Impacts on Consumer Electricity Bills
Volatile wholesale prices eventually flow through to consumers, affecting monthly electricity bills for households and businesses. The fuel price spikes of 2021–2022 led to significantly higher electric rates in many areas. For instance, New England and California utilities raised retail tariffs sharply in late 2022 as power procurement costs surged. New England’s average residential electricity price hit almost 29 cents per kWh in 2023 – the highest of any U.S. region – primarily driven by expensive natural gas and fuel oil. By contrast, regions with steadier fuel supplies saw more modest rate increases.
Looking ahead, the trajectory of electric bills will mirror fuel trends, albeit with some lag. U.S. residential electricity prices rose about 4.8% in 2024, in line with increases over the previous four years. Any future run-up in fuel prices or significant supply disruption will eventually translate into higher utility bills. Businesses exposed to real-time energy rates could see particularly volatile costs, whereas residential customers in regulated states might experience more minor, delayed adjustments. If the current fuel market calms, electricity bill increases should stay modest in the near term – but consumers remain exposed to the risk of price jumps if another fuel crunch or extreme weather event strikes.
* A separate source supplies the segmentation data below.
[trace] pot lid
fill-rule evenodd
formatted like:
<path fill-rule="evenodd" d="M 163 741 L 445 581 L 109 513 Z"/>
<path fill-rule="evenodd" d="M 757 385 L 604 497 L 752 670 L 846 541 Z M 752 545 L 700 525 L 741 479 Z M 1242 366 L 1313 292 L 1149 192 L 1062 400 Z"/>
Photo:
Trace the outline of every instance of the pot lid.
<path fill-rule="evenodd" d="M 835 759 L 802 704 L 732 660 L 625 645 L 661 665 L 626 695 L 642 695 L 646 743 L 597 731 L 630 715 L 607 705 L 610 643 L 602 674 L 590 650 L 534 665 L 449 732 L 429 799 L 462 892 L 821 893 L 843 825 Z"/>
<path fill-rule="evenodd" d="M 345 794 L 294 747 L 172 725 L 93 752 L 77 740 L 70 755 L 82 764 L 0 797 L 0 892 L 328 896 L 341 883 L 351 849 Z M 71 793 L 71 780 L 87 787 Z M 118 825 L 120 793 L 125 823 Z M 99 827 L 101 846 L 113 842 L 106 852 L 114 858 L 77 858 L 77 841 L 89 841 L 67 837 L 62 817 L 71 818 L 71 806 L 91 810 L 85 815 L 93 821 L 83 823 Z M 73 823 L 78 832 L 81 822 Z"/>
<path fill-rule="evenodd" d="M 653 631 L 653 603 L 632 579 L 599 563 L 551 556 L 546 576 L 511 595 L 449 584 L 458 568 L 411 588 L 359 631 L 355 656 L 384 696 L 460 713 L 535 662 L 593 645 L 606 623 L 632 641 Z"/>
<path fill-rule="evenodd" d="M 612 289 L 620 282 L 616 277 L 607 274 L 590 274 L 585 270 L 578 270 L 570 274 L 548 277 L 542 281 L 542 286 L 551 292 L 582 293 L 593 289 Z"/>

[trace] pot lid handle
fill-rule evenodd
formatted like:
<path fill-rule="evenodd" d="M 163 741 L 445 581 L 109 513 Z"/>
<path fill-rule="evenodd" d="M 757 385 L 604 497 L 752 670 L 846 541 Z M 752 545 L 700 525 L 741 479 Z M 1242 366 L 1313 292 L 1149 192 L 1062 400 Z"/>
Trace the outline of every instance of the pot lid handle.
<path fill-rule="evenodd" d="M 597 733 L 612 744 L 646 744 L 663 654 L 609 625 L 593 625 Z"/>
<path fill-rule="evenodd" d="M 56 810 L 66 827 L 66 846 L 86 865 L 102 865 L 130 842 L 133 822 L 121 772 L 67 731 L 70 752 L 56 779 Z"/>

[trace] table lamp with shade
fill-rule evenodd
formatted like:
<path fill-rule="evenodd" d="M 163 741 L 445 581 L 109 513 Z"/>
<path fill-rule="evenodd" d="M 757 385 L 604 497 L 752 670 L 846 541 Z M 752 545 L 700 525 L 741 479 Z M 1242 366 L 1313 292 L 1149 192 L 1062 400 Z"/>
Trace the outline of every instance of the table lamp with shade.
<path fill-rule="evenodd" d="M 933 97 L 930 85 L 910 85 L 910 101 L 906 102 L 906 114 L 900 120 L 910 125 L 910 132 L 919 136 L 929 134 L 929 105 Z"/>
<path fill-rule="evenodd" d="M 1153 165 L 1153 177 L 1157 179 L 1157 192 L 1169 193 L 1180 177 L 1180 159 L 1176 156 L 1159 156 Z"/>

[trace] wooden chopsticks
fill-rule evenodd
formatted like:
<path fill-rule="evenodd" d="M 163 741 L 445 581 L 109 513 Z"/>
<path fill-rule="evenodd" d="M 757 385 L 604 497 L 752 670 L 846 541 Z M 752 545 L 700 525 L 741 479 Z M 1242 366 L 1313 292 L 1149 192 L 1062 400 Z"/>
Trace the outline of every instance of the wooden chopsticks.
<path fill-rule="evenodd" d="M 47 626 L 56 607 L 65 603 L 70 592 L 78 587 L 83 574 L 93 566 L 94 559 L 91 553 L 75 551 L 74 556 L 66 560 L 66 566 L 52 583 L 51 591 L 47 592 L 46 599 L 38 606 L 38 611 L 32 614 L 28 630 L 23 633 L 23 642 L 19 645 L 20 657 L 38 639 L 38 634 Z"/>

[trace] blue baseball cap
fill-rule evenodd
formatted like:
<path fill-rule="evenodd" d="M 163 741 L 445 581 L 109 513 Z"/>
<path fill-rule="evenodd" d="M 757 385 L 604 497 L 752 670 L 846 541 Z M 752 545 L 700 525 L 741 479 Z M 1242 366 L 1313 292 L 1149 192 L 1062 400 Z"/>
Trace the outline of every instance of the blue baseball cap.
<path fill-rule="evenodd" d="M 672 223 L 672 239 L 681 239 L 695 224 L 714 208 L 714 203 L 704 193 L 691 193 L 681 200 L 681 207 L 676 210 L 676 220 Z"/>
Mitigating Volatility and Long-Term Outlook
A range of actions is underway to temper power price volatility and strengthen supply resilience. Grid regulators are tightening market rules to ensure reliability under stress. For example, Texas’s PCM and PJM’s new capacity accreditation reforms aim to incentivize power plants to secure fuel and be available during peak emergencies.
Investments in infrastructure are also crucial. Efforts to upgrade gas pipelines and build new transmission connections could alleviate bottlenecks and let power flow to high-demand areas, dampening price extremes. Meanwhile, the push for clean energy and storage will play a growing role in stability. Renewable sources like wind and solar are not subject to fuel price swings. As they supply more power, the influence of fossil fuel volatility on overall electricity costs will diminish. Large-scale batteries are being deployed to buffer renewable intermittency and provide a backup supply when wind or solar output lulls. Over the next 1–3 years, as more projects clear the regional queues, there will be an increase in the build-out of wind, solar, and battery projects. These additions and measures, like keeping existing nuclear plants online longer in California, should improve the supply-demand balance and reduce the frequency of price spikes.
While these efforts will take time to materialize fully, they are laying the groundwork for more predictable electricity costs. If fuel markets stay stable and planned improvements proceed, the next few years should see fewer dramatic price swings, making electricity bills more manageable.
Disclaimer:
This article’s forward-looking projections and analyses are based on current market trends, available data, and expert forecasts. They involve assumptions and inherent uncertainties, and actual future outcomes may differ materially from those projected. This article does not constitute financial or investment advice.